California Notes: Bagley, Toscano-Anderson, Warriors, Lakers

The future remains murky for oft-injured Kings power forward Marvin Bagley III, a talented scorer who still needs to develop on defense, writes Jason Jones of The Athletic.

On Sunday, during his second game back after his latest injury, a left hand bone fracture that kept him sidelined for 22 contests, Bagley showed flashes of the potential that made him so highly coveted out of Duke, racking up 23 points and nine rebounds. The Kings selected Bagley with the No. 2 draft pick in 2018 ahead of future All-Stars Luka Doncic and Trae Young.

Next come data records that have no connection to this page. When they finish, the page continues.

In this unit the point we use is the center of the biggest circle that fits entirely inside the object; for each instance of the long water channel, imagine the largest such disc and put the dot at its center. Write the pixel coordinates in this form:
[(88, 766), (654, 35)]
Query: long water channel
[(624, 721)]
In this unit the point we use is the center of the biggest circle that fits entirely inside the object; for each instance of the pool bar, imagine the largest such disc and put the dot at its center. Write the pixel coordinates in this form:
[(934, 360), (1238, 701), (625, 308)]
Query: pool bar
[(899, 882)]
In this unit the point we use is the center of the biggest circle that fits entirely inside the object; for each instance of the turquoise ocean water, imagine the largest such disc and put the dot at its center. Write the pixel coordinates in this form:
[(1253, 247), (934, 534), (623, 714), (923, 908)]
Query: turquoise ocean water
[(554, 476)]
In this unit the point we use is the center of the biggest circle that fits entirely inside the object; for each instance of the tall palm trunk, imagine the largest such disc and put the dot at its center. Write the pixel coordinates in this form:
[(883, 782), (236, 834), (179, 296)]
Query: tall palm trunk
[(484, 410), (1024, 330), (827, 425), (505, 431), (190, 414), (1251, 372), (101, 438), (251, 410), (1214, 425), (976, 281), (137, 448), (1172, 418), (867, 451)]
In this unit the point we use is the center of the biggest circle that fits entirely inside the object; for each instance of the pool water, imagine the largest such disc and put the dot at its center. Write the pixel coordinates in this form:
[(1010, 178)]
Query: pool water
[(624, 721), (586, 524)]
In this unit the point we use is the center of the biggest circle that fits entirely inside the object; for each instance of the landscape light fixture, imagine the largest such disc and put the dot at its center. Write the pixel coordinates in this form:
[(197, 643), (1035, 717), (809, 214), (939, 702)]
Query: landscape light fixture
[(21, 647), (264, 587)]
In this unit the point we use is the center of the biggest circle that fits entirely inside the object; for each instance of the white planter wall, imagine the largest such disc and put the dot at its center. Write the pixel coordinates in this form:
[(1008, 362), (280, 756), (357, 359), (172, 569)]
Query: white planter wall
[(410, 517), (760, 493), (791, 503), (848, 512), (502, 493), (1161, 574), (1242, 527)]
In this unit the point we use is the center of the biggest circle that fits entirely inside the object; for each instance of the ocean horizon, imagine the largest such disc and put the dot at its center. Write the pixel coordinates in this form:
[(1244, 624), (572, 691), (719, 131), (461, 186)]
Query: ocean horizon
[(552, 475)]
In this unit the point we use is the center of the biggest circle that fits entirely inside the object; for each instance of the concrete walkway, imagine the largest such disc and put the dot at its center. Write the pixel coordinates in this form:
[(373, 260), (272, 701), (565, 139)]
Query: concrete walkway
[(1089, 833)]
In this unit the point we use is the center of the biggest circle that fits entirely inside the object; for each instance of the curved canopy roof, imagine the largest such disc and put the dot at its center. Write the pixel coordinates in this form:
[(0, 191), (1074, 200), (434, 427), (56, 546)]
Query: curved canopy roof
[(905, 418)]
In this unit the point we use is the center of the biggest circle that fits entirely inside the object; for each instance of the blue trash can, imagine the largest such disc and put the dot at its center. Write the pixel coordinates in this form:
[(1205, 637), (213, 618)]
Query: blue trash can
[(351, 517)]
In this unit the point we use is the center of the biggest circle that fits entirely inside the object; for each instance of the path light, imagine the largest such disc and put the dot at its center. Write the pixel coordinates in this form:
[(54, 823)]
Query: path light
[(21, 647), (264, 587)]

“Obviously nobody plans to get a hand caught in a jersey and break your hand, but you can’t control things like that,” Bagley said of his latest injury for the Kings. “What I could control was how I prepared to come back and things that I was doing to make sure I was ready when I did come back.”

Sacramento previously picked up Bagley’s $11.3MM player option for 2021/22. As Jones writes, while Bagley was rumored to be a potential trade candidate in March, the Kings couldn’t find a deal that would net them enough of a return to be worth pursuing.

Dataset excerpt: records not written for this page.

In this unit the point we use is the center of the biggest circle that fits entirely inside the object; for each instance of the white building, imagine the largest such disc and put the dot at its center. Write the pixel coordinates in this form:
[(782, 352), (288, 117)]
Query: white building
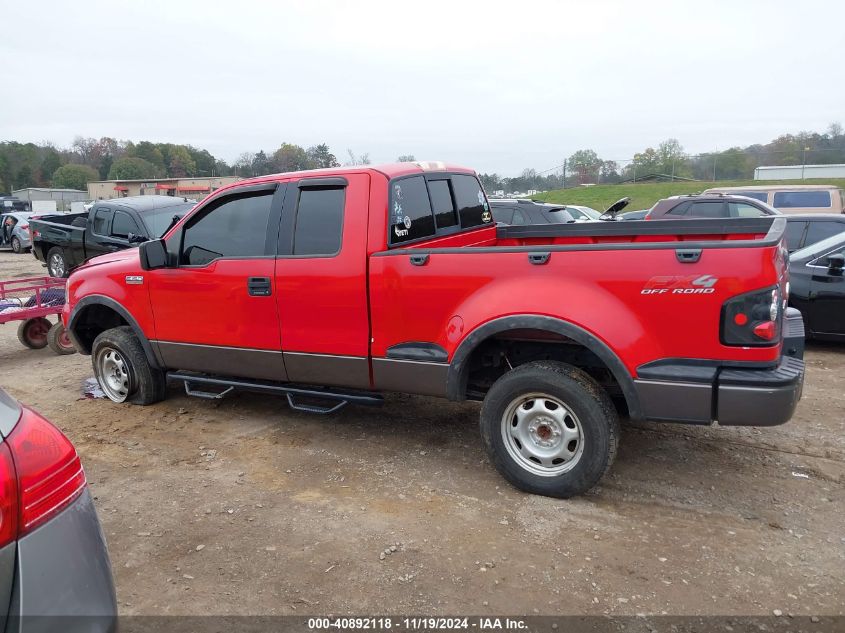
[(799, 172)]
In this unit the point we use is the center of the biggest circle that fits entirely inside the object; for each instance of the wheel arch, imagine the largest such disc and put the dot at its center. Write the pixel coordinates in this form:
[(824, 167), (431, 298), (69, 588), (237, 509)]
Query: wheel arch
[(458, 373), (96, 313)]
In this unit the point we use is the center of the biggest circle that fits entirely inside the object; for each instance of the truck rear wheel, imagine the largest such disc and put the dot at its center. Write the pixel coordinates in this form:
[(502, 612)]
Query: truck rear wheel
[(56, 264), (549, 429), (122, 369), (33, 332), (59, 341)]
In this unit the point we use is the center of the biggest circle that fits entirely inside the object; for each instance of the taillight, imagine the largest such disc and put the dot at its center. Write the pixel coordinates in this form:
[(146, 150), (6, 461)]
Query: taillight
[(752, 319), (49, 472), (8, 497)]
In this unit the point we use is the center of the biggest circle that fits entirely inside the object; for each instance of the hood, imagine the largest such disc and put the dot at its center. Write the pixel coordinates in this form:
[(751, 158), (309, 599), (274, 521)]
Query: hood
[(118, 256)]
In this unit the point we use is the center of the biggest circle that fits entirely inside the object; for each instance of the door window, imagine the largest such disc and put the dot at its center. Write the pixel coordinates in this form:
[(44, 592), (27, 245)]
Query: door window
[(123, 225), (235, 226), (798, 199), (794, 235), (817, 231), (319, 222)]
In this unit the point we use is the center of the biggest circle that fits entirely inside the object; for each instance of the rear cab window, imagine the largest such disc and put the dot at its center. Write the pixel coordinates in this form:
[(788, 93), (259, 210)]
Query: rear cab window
[(802, 199), (429, 205)]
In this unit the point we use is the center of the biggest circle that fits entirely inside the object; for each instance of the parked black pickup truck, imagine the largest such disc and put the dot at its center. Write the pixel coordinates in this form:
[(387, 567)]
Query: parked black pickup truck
[(65, 241)]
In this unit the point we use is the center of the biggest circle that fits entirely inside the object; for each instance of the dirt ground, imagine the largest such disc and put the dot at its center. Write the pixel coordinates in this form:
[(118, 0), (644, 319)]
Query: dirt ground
[(245, 507)]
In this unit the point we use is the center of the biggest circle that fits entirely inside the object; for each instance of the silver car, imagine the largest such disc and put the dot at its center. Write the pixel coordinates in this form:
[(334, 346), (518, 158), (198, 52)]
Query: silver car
[(55, 573), (14, 231)]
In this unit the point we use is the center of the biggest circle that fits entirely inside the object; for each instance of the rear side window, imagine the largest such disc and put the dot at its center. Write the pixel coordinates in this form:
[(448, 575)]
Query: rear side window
[(707, 210), (796, 199), (473, 208), (410, 211), (742, 210), (817, 231), (235, 227), (319, 222), (762, 196), (441, 203), (123, 225), (102, 220), (794, 233)]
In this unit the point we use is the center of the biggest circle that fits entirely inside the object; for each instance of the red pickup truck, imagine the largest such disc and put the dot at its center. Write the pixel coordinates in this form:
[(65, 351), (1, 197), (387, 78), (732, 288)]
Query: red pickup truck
[(336, 286)]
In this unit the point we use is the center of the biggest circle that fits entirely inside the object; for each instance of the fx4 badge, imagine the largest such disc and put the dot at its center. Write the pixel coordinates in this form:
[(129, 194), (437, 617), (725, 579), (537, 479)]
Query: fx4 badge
[(680, 285)]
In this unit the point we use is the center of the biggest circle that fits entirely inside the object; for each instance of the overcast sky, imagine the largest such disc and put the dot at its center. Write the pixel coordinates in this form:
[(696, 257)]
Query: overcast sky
[(497, 86)]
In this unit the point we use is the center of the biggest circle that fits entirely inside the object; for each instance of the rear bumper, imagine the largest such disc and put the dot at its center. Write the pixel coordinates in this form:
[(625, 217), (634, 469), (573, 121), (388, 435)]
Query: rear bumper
[(63, 580), (701, 392)]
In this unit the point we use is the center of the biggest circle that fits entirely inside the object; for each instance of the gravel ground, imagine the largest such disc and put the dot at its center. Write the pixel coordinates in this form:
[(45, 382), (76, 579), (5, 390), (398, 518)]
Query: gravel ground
[(246, 507)]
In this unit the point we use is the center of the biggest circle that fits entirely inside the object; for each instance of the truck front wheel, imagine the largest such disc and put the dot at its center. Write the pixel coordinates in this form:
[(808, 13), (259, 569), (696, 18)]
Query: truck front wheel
[(122, 369), (549, 429), (56, 263)]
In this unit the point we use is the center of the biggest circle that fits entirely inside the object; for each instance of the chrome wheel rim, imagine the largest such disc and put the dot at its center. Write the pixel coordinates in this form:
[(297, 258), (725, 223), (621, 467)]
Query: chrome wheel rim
[(542, 435), (57, 263), (113, 374)]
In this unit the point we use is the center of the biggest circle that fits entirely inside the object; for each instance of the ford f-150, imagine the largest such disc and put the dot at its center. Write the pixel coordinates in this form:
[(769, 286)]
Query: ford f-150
[(336, 286)]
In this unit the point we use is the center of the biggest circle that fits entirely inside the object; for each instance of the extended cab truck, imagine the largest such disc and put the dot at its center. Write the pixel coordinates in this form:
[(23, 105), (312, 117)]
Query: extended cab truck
[(65, 241), (347, 283)]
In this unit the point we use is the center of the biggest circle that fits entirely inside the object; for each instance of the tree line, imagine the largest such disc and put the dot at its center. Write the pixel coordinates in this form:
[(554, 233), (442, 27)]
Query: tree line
[(670, 160), (44, 165)]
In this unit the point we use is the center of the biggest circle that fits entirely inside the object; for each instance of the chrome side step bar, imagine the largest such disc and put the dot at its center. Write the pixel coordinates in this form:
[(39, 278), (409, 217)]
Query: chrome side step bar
[(339, 399)]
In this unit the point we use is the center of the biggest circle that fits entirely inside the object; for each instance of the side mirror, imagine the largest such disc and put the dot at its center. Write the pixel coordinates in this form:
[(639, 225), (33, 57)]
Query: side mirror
[(153, 254)]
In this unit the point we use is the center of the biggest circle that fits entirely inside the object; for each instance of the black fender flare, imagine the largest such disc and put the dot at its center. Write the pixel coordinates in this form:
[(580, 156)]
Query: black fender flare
[(110, 303), (458, 375)]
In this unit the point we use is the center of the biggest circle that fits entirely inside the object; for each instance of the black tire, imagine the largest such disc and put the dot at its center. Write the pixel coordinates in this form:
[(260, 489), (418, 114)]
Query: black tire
[(590, 413), (58, 341), (32, 333), (120, 365), (56, 263)]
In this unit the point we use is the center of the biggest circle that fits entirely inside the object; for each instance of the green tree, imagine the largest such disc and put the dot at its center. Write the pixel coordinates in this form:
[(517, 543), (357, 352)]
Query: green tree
[(133, 168), (585, 163), (319, 156), (74, 176), (289, 157)]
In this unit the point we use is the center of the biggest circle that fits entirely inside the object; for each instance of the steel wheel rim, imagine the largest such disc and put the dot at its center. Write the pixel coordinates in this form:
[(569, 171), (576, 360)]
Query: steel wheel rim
[(113, 374), (57, 263), (542, 434)]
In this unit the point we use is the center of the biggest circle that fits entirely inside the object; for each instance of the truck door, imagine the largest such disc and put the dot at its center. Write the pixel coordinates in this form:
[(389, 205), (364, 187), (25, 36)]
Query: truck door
[(827, 297), (321, 282), (215, 312)]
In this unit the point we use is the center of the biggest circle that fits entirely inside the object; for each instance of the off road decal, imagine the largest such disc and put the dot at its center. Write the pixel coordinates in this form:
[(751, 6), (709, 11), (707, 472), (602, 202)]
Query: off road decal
[(680, 285)]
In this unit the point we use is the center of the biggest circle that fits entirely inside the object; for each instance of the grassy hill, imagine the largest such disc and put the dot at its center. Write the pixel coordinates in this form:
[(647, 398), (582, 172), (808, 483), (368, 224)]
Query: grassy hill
[(644, 195)]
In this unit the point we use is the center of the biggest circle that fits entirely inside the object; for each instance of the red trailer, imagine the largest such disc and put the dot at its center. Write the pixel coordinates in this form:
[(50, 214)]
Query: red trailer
[(31, 301)]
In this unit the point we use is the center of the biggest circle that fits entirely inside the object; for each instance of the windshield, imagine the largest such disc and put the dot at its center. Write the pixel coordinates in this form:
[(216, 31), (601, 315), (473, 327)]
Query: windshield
[(159, 220), (819, 247)]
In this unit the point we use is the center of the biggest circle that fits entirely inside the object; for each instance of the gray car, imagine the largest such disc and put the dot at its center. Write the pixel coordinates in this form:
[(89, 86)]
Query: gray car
[(14, 231), (55, 573)]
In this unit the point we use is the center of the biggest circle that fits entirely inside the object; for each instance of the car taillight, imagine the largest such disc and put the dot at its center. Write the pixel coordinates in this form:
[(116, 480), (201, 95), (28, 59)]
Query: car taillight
[(49, 473), (8, 497), (752, 319)]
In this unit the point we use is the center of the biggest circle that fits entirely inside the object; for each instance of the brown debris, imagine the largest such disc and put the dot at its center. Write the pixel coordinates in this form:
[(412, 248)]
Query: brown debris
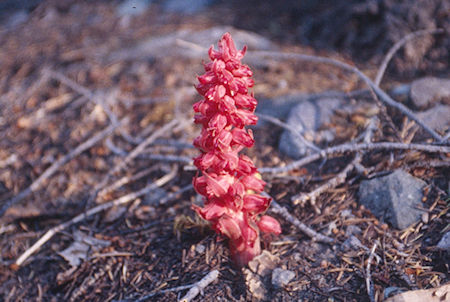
[(58, 90)]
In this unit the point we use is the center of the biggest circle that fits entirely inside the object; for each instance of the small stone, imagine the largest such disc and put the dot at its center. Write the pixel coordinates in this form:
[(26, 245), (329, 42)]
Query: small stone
[(427, 90), (281, 277), (395, 198), (444, 243)]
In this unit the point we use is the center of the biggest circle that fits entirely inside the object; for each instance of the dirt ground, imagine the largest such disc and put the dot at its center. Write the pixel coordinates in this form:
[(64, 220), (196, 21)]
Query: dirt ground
[(59, 88)]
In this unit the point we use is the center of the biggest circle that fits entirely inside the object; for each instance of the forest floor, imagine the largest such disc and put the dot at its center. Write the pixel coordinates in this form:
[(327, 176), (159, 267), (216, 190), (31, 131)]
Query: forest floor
[(95, 161)]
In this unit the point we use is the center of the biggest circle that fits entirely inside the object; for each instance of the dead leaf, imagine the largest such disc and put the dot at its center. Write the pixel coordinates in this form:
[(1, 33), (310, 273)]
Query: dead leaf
[(80, 249), (439, 294)]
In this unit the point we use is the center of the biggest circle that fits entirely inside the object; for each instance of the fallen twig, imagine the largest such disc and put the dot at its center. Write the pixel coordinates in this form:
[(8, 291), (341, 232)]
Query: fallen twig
[(397, 46), (332, 183), (283, 212), (339, 178), (37, 184), (381, 94), (122, 200), (369, 284), (82, 90), (354, 148), (200, 286), (294, 131), (133, 154)]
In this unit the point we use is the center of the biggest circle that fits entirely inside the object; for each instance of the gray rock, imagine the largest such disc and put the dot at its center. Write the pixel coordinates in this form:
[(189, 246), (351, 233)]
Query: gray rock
[(395, 198), (186, 6), (437, 117), (307, 117), (444, 243), (281, 277), (132, 7), (426, 90)]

There’s more out of California:

  • Warriors head coach Steve Kerr has liked what he’s seen out of forward Juan Toscano-Anderson, writes Alex Espinoza of NBC Sports Bay Area. Currently inked to a two-way deal with Golden State, has fought his way into the Warriors’ rotation through his moxie and hustle, averaging 5.4 PPG, 3.5 RPG, and 2.4 APG across 19.5 MPG. “We’ll see how it plays out,” Kerr said to reporters about a potential long-term deal with Toscano-Anderson after this season. “Juan is clearly a very effective NBA player. We’d like to have him here for a long time.”
  • Though the Warriors have been waylaid by injuries that have impacted their roster depth, they currently have two roster spots empty in a calculated cost-saving decision. Anthony Slater of The Athletic wonders if the club’s choice warrants further scrutiny, considering that it still fighting for a play-in tournament spot during a standout year from All-Star point guard Stephen Curry.
  • Lakers guard Alex Caruso has had to take on more play-making duties for Los Angeles with key ball-handlers LeBron James and Dennis Schroder both sidelined, as Kyle Goon of the Orange County Register writes.